Armadale and Thornlie line trains stopped at Oats Street station, making it a transfer point between the two lines. These services formed part of the Transperth system and were operated by the PTA. The Armadale line operated between Perth station and Armadale station along the South Western Railway. The Thornlie line operated between Perth station and Thornlie station, branching off at Kenwick.

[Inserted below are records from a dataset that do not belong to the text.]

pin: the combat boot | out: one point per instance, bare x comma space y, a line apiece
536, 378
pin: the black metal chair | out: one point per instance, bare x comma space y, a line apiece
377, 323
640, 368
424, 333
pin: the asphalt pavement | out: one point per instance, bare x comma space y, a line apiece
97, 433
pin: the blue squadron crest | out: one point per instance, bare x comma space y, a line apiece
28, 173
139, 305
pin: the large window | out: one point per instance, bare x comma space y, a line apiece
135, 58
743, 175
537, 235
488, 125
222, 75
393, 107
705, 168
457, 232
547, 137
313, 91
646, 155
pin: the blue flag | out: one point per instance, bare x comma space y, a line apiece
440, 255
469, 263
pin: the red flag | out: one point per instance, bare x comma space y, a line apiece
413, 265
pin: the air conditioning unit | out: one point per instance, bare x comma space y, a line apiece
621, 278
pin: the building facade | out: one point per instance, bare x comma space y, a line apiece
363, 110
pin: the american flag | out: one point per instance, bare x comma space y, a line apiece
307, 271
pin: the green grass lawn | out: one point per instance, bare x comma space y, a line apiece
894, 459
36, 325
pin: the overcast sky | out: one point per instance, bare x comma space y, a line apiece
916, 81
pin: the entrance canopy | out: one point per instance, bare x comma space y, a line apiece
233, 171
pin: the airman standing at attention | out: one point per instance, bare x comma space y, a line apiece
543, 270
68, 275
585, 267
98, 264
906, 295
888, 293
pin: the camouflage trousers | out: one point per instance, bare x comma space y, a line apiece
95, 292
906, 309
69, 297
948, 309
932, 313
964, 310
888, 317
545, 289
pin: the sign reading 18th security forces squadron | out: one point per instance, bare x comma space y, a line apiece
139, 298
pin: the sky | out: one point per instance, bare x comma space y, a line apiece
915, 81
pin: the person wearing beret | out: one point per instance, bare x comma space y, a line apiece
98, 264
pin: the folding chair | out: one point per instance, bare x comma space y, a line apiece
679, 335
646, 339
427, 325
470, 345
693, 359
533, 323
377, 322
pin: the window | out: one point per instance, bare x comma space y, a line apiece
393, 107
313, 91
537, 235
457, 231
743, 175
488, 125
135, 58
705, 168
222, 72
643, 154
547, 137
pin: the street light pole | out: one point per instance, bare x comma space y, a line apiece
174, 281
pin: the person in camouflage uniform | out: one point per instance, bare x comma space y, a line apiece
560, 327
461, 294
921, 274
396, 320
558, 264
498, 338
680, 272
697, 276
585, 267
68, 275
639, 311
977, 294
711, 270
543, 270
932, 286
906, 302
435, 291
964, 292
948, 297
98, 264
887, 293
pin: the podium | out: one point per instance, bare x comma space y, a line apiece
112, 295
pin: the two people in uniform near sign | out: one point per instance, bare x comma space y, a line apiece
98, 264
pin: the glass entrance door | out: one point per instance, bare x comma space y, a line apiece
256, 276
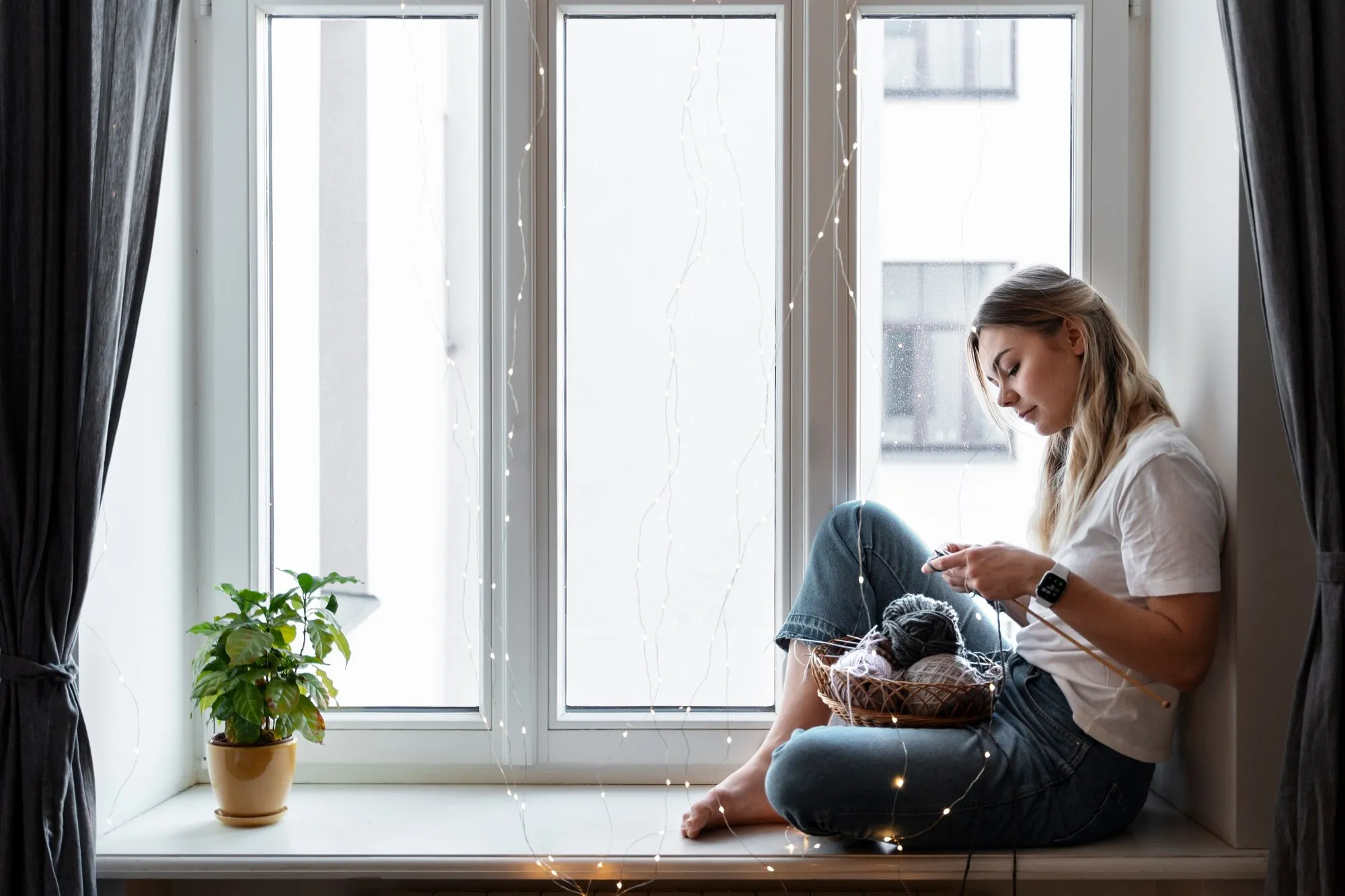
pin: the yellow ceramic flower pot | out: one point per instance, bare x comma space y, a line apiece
252, 783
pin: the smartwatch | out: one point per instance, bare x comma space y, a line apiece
1052, 585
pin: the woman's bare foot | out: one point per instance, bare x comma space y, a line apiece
739, 799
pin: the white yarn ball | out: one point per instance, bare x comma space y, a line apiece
857, 662
939, 669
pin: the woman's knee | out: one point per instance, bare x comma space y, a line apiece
796, 782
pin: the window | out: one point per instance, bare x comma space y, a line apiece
668, 392
950, 57
450, 274
950, 193
376, 342
925, 405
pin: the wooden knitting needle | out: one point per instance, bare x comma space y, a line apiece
1106, 662
1165, 704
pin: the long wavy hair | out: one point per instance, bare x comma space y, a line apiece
1117, 392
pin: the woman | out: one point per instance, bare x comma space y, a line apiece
1129, 522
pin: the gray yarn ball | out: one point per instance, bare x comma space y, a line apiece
919, 627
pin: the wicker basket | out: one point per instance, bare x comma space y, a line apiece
880, 702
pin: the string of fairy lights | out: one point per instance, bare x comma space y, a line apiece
496, 645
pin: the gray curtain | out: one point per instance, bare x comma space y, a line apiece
84, 114
1288, 67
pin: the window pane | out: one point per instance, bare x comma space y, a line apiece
949, 57
670, 296
953, 197
377, 337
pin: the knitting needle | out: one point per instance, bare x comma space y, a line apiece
1165, 704
1078, 643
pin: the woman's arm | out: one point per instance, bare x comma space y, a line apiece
1172, 639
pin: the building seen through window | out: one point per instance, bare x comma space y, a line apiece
950, 57
926, 404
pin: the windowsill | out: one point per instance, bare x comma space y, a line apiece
477, 833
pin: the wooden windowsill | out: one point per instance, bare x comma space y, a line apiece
478, 833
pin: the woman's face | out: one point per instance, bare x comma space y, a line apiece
1035, 376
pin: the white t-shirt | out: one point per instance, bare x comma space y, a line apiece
1155, 526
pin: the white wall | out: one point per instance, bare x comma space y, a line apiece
135, 620
1208, 348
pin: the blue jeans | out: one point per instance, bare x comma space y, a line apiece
1044, 782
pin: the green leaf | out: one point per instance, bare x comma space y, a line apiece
314, 725
342, 645
321, 637
240, 731
209, 684
334, 579
247, 645
282, 697
332, 688
249, 702
202, 658
224, 706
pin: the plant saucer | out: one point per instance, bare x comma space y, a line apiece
251, 821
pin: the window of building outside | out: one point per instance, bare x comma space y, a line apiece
952, 57
953, 197
926, 407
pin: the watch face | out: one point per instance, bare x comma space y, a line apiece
1051, 588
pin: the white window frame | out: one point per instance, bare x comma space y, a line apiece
817, 381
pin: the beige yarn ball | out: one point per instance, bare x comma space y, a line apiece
939, 669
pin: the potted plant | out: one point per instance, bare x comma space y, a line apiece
262, 677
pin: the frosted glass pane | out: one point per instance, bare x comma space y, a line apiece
954, 194
377, 338
670, 300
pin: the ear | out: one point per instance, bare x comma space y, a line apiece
1075, 337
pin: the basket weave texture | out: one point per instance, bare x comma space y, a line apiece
882, 702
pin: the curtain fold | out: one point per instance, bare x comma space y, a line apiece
1288, 67
84, 115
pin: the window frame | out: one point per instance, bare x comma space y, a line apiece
817, 378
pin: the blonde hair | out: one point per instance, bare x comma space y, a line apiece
1117, 393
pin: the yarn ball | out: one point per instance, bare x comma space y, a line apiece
852, 665
918, 627
939, 669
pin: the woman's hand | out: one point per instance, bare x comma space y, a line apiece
996, 572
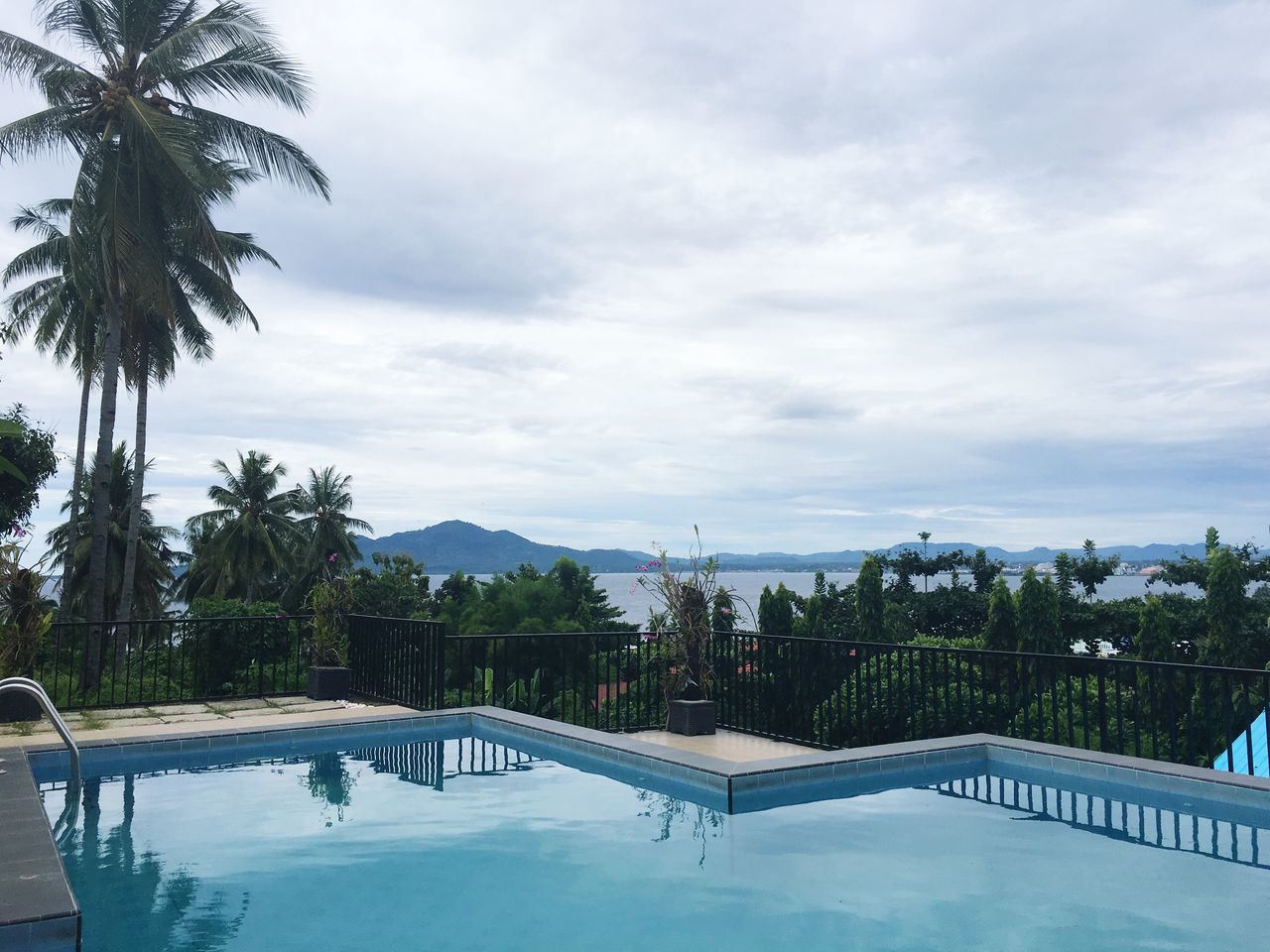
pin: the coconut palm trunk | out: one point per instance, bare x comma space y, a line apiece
139, 471
77, 484
111, 354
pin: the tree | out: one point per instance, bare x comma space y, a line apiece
1189, 570
395, 588
31, 462
1089, 571
776, 611
1065, 570
869, 601
722, 612
154, 574
325, 526
1037, 606
151, 160
1001, 633
1224, 604
249, 539
154, 341
926, 579
64, 322
1156, 640
983, 570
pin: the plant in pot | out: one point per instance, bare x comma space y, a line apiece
329, 678
681, 626
26, 617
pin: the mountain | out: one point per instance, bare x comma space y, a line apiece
461, 546
852, 557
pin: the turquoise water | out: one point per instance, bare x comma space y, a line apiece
462, 844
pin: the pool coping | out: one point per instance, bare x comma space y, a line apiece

Thornlie line trains stopped at all stations between Cannington and Claisebrook stations, whereas Armadale line trains generally skipped all stations between Cannington and Claisebrook stations. The Armadale line had 15 minute headways all week, with three extra trains during peak hour. Frequency at night was every half an hour. The Thornlie line had 15 minute headways from Monday to Saturday, dropping to every half an hour on Sundays and at night. Service hours were between approximately 5 am and midnight, extending to 2 am on Saturday and Sunday mornings.

===Bus routes===
Seven regular bus routes serve Oats Street station. Route 37 runs to Airport Central station via Belmont. Route 176 runs to Elizabeth Quay bus station. Routes 282 and 283 run to Kalamunda bus station. Route 285 runs to Kewdale. Routes 999 and 998, also known as the CircleRoute, travel in a loop around Perth, and link Oats Street station to Curtin University bus station and Belmont.

In the 2013–14 financial year, Oats Street station had 704,498 boardings, making it the third most used station on the Armadale and Thornlie lines, below Cannington and Perth stations. In 2019, the station had an average of 1,766 boardings per weekday. This is expected to rise to 3,916 boardings per weekday in 2031.